Closed tianpunchh closed 3 years ago
It's the order that matters, not the actual value.
I.e. is the order after sorting of predicted items correct?
I understand in most applications of recommender systems, the order of the values is the main concern. However, the actual value is also quite important for many usage scenarios. For example, if you want to cross two users and want to understand their relative preferences. And if you want to deal with some cold start problem, you may want to directly get into the user or item matrix and do some math there. Anyway, the value is so called affinity score and if you present that value, the first question would be what does this value stand for, is it normalized?

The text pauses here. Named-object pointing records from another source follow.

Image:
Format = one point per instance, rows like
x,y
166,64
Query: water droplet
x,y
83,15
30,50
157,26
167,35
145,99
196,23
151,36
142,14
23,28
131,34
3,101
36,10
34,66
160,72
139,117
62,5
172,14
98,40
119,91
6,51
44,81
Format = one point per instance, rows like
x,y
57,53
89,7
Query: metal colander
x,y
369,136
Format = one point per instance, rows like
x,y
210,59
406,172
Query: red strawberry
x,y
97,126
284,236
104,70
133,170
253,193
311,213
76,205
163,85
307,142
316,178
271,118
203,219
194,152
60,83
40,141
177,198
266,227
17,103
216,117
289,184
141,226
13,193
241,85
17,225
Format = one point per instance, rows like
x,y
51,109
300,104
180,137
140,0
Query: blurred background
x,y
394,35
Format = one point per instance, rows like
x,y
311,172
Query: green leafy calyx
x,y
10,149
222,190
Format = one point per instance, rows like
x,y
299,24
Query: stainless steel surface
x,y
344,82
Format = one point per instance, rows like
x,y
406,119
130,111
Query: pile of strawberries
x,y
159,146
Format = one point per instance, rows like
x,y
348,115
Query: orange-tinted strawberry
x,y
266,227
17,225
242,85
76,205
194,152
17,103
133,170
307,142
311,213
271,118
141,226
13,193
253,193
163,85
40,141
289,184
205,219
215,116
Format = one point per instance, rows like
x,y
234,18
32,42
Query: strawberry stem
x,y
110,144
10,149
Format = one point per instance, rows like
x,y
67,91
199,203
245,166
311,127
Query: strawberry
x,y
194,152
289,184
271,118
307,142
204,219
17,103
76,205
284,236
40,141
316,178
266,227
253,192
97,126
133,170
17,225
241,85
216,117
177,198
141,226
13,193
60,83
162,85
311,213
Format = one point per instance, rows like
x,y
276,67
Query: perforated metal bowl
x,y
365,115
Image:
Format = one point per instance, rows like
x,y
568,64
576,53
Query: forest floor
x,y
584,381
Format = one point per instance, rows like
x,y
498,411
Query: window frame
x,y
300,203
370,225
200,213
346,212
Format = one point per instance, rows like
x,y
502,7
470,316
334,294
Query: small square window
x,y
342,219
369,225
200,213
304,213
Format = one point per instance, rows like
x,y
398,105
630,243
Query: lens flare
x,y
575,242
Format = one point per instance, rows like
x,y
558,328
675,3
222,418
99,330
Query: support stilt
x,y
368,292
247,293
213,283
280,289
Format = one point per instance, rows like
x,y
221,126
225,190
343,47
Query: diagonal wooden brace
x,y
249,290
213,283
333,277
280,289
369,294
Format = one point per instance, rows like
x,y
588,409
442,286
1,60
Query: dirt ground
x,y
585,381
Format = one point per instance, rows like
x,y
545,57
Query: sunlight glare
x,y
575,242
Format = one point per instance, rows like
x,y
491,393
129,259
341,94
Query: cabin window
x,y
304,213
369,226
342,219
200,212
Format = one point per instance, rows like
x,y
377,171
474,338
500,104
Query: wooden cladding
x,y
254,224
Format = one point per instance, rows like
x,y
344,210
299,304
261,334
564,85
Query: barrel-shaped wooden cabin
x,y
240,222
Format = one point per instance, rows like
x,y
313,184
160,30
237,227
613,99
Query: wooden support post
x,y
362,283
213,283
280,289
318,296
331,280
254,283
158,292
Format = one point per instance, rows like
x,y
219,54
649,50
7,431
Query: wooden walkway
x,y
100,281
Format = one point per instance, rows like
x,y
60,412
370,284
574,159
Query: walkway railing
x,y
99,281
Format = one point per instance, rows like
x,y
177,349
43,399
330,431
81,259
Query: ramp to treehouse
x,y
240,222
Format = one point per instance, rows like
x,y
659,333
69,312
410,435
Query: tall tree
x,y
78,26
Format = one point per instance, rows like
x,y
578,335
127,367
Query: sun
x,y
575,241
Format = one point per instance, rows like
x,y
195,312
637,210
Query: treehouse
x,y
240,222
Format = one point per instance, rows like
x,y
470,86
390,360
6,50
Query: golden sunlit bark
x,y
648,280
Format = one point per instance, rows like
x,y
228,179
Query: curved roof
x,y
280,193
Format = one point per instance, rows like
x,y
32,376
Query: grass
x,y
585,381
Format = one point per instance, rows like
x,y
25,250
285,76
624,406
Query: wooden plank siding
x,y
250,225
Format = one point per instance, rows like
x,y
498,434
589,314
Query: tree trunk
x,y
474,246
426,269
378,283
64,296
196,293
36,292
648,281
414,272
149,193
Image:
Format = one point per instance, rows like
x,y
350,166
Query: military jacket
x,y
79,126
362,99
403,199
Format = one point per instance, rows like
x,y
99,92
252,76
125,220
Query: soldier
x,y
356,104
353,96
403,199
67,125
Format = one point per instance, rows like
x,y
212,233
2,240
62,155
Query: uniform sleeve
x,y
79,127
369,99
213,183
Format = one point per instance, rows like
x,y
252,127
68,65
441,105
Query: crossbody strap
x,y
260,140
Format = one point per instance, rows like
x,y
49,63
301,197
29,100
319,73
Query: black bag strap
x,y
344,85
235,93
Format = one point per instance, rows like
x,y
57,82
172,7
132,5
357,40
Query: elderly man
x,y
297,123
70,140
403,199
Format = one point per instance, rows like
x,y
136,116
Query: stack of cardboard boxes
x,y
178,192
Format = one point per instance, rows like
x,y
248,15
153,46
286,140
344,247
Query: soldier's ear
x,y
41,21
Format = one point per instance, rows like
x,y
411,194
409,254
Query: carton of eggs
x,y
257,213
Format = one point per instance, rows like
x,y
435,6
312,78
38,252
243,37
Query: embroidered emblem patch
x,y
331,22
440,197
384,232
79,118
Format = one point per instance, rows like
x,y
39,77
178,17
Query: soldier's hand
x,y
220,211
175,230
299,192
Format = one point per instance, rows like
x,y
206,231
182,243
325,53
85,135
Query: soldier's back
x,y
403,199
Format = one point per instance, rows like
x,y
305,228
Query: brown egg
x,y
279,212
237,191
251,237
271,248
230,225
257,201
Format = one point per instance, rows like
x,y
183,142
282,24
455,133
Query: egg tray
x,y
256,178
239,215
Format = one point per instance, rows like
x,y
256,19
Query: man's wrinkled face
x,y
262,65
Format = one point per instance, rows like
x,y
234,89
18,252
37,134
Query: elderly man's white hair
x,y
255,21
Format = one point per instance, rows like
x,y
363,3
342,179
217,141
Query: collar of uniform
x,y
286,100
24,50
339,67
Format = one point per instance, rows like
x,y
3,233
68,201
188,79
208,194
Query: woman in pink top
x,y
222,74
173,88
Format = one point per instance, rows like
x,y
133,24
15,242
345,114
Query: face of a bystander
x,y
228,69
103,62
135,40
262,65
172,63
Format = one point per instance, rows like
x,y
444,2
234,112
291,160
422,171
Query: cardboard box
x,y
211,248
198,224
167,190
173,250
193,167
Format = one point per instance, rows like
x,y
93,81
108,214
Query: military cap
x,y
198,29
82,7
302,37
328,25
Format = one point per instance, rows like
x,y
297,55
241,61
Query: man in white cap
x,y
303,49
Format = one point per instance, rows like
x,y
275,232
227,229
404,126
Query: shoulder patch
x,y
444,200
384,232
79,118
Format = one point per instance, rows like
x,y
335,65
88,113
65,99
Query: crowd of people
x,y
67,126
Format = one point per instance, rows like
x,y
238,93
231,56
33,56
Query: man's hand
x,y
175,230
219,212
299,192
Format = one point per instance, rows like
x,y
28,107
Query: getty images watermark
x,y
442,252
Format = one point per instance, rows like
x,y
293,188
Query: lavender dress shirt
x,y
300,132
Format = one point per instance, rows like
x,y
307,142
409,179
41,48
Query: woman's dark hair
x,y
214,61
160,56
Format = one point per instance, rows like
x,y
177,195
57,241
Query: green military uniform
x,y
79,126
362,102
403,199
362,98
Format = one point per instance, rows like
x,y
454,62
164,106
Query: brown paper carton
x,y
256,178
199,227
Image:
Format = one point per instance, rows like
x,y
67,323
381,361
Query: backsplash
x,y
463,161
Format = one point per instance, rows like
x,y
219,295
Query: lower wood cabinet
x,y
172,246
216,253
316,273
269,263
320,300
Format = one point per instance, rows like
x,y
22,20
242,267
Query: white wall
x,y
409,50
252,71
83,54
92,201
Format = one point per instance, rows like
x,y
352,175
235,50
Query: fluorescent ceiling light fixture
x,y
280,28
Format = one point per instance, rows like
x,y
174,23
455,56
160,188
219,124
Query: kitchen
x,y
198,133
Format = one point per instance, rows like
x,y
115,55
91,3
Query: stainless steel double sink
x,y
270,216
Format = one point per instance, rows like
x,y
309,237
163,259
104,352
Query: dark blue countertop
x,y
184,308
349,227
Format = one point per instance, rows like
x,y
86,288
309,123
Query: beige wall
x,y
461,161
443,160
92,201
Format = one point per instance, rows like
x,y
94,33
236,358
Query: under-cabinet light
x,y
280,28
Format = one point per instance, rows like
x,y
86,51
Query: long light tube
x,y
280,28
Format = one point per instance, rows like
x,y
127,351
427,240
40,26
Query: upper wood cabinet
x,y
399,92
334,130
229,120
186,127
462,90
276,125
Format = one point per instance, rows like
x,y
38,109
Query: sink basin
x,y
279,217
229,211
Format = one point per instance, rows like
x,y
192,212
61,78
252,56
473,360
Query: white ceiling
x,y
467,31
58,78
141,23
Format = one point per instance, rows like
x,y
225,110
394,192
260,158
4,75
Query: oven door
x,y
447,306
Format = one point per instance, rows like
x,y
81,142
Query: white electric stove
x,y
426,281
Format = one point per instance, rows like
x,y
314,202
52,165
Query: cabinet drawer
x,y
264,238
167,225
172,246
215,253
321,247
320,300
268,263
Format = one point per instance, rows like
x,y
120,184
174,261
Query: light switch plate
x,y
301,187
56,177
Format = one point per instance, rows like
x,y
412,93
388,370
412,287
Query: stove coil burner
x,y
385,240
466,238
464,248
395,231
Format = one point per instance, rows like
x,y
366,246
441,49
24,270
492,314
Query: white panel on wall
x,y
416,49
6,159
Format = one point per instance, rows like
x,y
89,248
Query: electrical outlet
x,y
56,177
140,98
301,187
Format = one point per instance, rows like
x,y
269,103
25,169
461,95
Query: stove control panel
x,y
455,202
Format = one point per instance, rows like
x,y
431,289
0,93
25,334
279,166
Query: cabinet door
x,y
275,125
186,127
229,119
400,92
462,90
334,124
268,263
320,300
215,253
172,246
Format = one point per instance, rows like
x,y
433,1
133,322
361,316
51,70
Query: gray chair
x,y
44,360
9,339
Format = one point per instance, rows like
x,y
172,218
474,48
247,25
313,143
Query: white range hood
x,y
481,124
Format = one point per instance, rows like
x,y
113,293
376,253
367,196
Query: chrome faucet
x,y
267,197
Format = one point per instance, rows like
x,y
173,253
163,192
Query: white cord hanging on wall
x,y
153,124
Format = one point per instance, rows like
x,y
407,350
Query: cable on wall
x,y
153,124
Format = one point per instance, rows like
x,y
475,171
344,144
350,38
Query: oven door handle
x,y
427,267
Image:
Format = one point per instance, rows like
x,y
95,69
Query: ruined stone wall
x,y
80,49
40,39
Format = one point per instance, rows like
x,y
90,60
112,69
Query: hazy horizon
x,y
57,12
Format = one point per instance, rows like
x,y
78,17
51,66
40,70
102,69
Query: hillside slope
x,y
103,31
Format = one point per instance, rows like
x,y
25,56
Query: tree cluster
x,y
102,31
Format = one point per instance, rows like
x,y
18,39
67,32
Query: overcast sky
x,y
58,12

Anyway, I think the value itself is important to understand. Since the training target is 0/1, if the model predicted value is directly trained in terms of 0/1, I believe it should be distributed between 0 and 1 more or less, and the value can be interpreted as an expected interaction strength. However, it is not in lightfm. That's why I ask about how to understand this value, is the fit() wrapped up with an activation function like sigmoid but the predict() function removes it? for example, if the following is the algo behind the scene that makes a lot of sense why predict() is not within the range of 0 to 1 fit: sigmoid(E_userE_item + bias) --> 0/1 interaction matrix predict: E_userE_item + bias
Since the training target is 0/1, if the model predicted value is directly trained in terms of 0/1
This is not the traning target if you're using BPR or WARP, which is what gives you the best results for ranking order.
Cool, thank you. I guess I had poor understanding about those learning-to-rank loss functions. I looked at the original WARP paper, it seems that the loss function is actually defined to be
Loss = log(N-1/X)*(f_u(i')+1-f_u(i))
in which N is the total number of items, X is the sampling times until one negative sample is found, and f is the value of a (user, item) pair. The value of f_u(i) seems to be THE value that I am talking about, and you are right, it tries to find optimal f's that make the rank as correct as possible.
Nevertheless, my feeling is that learning-to-rank algo tries to optimize the rank only while it has nothing to do with the original interaction strength. This is a pity because eventually f_u(i) is hard to interpret itself and lose direct relationship with interaction strength. Any comment here?
These are not meant to be interpretable: few model predictions are.
You can incorporate the strength of interactions through model weights. This has the effect of increasing the magnitude of the gradients for stronger interactions, leading the model to fit them more closely than interactions of smaller strength.
If we just get a rank rather than a score between 0 and 1, how can we calculate the AUC scores which need the probabilities of the predictions?
I’m closing this issue because it has been inactive for a long time. If you still encounter the problem, please open a new issue.
Thank you!
As far as I understand, lightfm takes in an interaction matrix which consists of 0s and 1s. Since this is the training target, what I expect for predict() is that it should give rise to results roughly within a range mostly between 0 and 1 because the training is trying to minimize the difference between prediction and the target. i.e. fit: E_user*E_item+bias ==> target 0/1
However, predict() gives me a range from, in my case, like -4 to 4. Is sigmoid normalization already included when doing the training while predict by default does not take sigmoid activation, I mean
fit: sigmoid(E_user*E_item+bias) ==> target 0/1